How much does * or *+ match? See also regular-expressions: Zero-Length Matches.

# there is an extra empty string match at end of matches
>>> re.sub(r'[^,]*', r'{\g<0>}', ',cat,tiger')
'{},{cat}{},{tiger}{}'
>>> regex.sub(r'[^,]*+', r'{\g<0>}', ',cat,tiger')
'{},{cat}{},{tiger}{}'

# use lookarounds as a workaround
>>> re.sub(r'(?<![^,])[^,]*', r'{\g<0>}', ',cat,tiger')
'{},{cat},{tiger}'

Capture group with quantifiers

Referring to text matched by a capture group with a quantifier will give only the last match, not entire match. Use a non-capturing group inside a capture group to get the entire matched portion.

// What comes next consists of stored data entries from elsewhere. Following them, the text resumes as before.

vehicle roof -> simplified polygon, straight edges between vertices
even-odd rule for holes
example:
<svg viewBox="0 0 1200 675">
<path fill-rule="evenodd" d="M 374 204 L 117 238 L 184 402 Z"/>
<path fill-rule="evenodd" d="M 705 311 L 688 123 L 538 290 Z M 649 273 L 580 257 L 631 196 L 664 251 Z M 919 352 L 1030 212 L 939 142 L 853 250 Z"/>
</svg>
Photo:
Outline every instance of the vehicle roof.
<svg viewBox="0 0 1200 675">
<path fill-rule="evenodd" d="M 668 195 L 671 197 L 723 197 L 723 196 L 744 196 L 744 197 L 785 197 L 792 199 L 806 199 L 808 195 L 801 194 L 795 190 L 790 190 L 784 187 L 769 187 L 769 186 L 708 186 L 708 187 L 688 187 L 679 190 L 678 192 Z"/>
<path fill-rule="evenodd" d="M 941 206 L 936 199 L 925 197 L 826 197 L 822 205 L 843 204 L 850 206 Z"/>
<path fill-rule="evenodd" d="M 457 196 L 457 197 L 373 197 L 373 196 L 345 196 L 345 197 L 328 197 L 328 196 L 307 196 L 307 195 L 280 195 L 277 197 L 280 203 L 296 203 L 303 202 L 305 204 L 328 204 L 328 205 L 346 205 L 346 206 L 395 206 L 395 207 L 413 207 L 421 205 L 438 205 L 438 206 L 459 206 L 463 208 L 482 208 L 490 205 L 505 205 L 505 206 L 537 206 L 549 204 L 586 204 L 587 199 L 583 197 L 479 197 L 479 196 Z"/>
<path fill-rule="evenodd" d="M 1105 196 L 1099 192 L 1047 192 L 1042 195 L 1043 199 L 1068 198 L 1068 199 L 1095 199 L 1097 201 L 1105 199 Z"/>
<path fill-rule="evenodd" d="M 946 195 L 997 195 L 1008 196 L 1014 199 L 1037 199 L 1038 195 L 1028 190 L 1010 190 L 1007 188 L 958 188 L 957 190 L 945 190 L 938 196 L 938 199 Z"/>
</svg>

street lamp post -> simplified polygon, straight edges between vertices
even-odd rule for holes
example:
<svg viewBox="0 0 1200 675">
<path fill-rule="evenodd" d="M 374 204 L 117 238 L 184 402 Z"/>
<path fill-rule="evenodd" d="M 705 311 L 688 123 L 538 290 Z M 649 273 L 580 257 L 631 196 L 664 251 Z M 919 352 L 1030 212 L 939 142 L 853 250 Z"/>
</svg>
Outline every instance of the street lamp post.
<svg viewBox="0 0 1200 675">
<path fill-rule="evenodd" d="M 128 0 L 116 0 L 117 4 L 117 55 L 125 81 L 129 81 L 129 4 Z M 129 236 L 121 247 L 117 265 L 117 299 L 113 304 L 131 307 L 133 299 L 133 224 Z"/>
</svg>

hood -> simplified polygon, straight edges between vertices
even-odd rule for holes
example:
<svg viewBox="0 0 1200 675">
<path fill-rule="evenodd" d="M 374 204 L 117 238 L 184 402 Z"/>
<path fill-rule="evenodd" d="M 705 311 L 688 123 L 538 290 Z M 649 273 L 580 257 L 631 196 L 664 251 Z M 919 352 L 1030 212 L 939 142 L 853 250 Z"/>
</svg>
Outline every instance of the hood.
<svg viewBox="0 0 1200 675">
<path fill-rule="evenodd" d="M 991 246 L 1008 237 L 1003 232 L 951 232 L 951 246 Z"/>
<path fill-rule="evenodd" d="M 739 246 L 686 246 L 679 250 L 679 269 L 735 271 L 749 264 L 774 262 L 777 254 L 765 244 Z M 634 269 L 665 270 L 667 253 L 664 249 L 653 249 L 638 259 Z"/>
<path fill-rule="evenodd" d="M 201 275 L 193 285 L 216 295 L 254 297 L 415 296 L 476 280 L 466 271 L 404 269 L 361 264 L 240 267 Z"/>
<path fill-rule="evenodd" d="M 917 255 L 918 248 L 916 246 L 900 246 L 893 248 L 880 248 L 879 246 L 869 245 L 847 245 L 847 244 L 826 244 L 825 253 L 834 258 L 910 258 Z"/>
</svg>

>>> re.sub(r'\A([^,]+,){3}([^,]+)', r'\1(\2)', '1,2,3,4,5,6,7')
'3,(4),5,6,7'
>>> re.sub(r'\A((?:[^,]+,){3})([^,]+)', r'\1(\2)', '1,2,3,4,5,6,7')
'1,2,3,(4),5,6,7'

# as mentioned earlier, findall can be useful for debugging purposes
>>> re.findall(r'([^,]+,){3}', '1,2,3,4,5,6,7')
['3,', '6,']
>>> re.findall(r'(?:[^,]+,){3}', '1,2,3,4,5,6,7')
['1,2,3,', '4,5,6,']

Converting re to regex module

When using flags options with regex module, the constants should also be used from regex module. A typical workflow shown below:

# Using re module, unsure if a feature is available
>>> re.findall(r'[[:word:]]+', 'fox:αλεπού,eagle:αετός', flags=re.A)
<stdin>:1: FutureWarning: Possible nested set at position 1
[]

# Convert re to regex: oops, output is still wrong
>>> regex.findall(r'[[:word:]]+', 'fox:αλεπού,eagle:αετός', flags=re.A)
['fox', 'αλεπού', 'eagle', 'αετός']

# Finally correct solution, the constant had to be changed as well
>>> regex.findall(r'[[:word:]]+', 'fox:αλεπού,eagle:αετός', flags=regex.A)
['fox', 'eagle']

# or, use inline flags to avoid these shenanigans
>>> regex.findall(r'(?a)[[:word:]]+', 'fox:αλεπού,eagle:αετός')
['fox', 'eagle']

Optional arguments syntax

Speaking of flags, try to always use it as keyword argument. Using it as positional argument leads to a common mistake between re.findall and re.sub due to difference in placement. Their syntax, as per the docs, is shown below:

re.findall(pattern, string, flags=0)

re.sub(pattern, repl, string, count=0, flags=0)

Here's an example:

>>> +re.I
2

# works because flags is the only optional argument for findall
>>> re.findall(r'key', 'KEY portkey oKey Keyed', re.I)
['KEY', 'key', 'Key', 'Key']

# no error, because re.I has a value of 2
# this is same as count=2
>>> re.sub(r'key', 'X', 'KEY portkey oKey Keyed', re.I)
'KEY portX oKey Keyed'

# correct use of keyword argument
>>> re.sub(r'key', 'X', 'KEY portkey oKey Keyed', flags=re.I)
'X portX oX Xed'

Summary

Hope you have found Python regular expressions an interesting topic to learn. Sooner or later, you'll need to use them if you are doing plenty of text processing tasks. At the same time, knowing when to use normal string methods and knowing when to reach for other text parsing modules like json is important. Happy coding!